32. Remuk

278 31 22
                                    

Happy reading...

Seperti yang Arya janjikan, sore ini ia membawa Alika jalan-jalan. Dengan mengendarai motor CB kesayangan Arya, keduanya melintas membelah kota yang lumayan ramai.

Alika tak berhenti tersenyum. Ia teringat waktu pergi honeymoon dulu. Saat itu masih ada mereka berdua berboncengan menembus tebalnya kabut di pagi buta untuk bisa menyaksikan sunrise di pegunungan.

Namun, sekarang mereka sudah bertiga dengan janin yang dikandung Alika. Sungguh besar rasa syukur Alika sore ini. Untuk pertama kalinya setelah keluar dari rumah sakit Arya membawanya jalan menggunakan motor kesayangannya.

"Sayang," suara Arya bersaing dengan kencangnya deru angin.

"Ya,"

"Kita mau kemana?"

"Jalan-jalan aja," sahut Alika memperbesar volume suaranya agar kalimatnya tidak ikut terbawa angin.

Kemudian diam. Arya tak ingin bertanya lebih lanjut karena tak mau membuat Alika kurang nyaman. Karena ia tahu sekali bagaimana mood istrinya itu yang sedang labil-labilnya.

Ia memilih fokus pada jalanan dan sesekali mengelus tangan Alika yang melingkar di pinggangnya.

"Sayang!" Panggil Alika dari belakang.

"Kenapa, Bund?" Tanya Arya sengaja memakai panggilan Bunda karena ia ingin membiasakan sebelum buah hati mereka lahir nantinya.

Lama dinantikan, Alika tak juga kunjung bicara. Arya sedikit cemas. Takut ada apa-apa dengan perut Alika.

Tak berpikir panjang Arya meminggirkan motornya. Dilihatnya Alika yang baik-baik saja. Tapi ada sesuatu yang sulit Arya artikan maksudnya.

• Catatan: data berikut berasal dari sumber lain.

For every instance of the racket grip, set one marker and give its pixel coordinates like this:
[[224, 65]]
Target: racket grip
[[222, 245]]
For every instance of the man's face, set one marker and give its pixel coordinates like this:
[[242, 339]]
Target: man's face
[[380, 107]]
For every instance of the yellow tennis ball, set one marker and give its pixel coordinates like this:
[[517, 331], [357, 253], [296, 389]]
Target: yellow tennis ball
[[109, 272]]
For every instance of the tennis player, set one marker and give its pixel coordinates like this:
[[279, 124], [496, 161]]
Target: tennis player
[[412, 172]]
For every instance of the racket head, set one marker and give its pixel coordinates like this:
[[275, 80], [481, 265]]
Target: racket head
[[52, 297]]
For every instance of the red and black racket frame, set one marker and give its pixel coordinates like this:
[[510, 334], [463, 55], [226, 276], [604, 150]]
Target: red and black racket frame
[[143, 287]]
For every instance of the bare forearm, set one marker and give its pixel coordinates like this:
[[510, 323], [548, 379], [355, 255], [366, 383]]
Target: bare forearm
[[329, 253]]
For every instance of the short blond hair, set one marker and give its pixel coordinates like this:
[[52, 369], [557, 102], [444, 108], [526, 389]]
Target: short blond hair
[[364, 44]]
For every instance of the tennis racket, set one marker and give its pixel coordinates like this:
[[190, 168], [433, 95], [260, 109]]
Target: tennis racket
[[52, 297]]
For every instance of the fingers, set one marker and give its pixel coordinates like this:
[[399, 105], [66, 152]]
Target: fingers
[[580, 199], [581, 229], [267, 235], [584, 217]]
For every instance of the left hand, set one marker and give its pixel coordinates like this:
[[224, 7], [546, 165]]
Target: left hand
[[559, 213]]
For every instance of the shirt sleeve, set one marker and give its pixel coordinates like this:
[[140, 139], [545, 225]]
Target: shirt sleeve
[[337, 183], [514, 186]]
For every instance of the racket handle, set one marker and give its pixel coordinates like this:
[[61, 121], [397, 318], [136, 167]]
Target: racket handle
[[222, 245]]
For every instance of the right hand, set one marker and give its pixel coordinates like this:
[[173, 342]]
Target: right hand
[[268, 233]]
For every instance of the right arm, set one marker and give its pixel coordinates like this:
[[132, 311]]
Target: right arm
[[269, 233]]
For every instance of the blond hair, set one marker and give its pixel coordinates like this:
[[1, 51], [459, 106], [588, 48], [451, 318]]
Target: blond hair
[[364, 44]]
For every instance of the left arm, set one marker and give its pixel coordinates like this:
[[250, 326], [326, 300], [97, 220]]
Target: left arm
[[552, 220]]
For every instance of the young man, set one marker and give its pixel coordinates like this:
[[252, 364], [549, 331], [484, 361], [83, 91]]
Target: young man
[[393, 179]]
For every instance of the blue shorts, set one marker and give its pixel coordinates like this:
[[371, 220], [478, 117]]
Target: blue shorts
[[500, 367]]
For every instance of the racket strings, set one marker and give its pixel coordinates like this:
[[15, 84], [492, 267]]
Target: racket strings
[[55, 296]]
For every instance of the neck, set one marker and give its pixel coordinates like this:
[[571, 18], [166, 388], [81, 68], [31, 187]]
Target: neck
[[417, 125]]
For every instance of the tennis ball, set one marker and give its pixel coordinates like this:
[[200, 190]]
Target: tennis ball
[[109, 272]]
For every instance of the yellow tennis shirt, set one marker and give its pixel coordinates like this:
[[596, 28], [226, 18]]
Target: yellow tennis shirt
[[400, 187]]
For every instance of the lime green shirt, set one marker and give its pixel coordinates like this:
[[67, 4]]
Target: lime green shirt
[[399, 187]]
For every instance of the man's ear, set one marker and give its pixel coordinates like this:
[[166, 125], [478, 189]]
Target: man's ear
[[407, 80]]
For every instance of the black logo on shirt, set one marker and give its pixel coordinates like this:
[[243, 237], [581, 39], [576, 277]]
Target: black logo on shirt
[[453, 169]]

"Kenapa, hemm?" Ulang Arya.

"Mmm. Boleh gak kalau kita ke rumah Mama sekarang, Bi? Aku kangeeen betul sama Mama,"

Wajah Alika tak bisa membohongi hatinya. Ia benar-benar merindukan ibu kandungnya itu. Walau memang benar selama jauh darinya, Alika tak kekurangan apapun termasuk kasih sayang. Tapi, sudut hatinya yang paling kecil sangat ingin bertemu. Sangat ingin hingga rasa sesak itu meluap ke matanya.

"Boleh ya, please!" Mohon Alika pada suaminya.

Arya terdiam.

Bukan tak ingin melepas rindu itu menjadi temu. Tapi, kenyataan di masa lalu membuatnya ragu.

Dimana ada kasus ibu kandung  menggadaikan anaknya sendiri demi harta dan mengikuti lelaki bejat yang ia sebut suami sekaligus ayah sambung untuk Alika? Tak ada. Belum pernah terdengar di telinga Arya orang tua sekejam itu. Ditambah lagi perjodohan antara Alika dan Fuad masih belum padam. Itu juga yang membuat Arya memberi jarak antara Alika dan mama kandungnya hingga saat ini.

Terlebih ibu Astuty dan Haryo, suaminya, juga tak berniat sedikitpun ingin menemui Alika. Hanya saja, Arya teringat pesan Bang Fakhri saban hari bahwa kedua pasang suami istri itu memang meminta untuk dibesuk Alika. Ah, bukan! Hanya ibu Astuty saja.

Arya menimang-nimang keinginan Alika.

"Janji tak akan lama, ya," ujar Arya mengacungkan kelingkingnya.

"Janji!" Sahut Alika senang sekali.

Arya kembali menyalakan mesin motornya. Melarang Alika saat ini juga bukan suatu pilihan yang baik, pikirnya.

Deru mesin motor berpacu mengalahkan pasangan roda dua lainnya. Arya hanya berharap waktu yang memisahkan dengan masalalu telah merubah nasib Alika pada keluarga nya. Ia khawatir.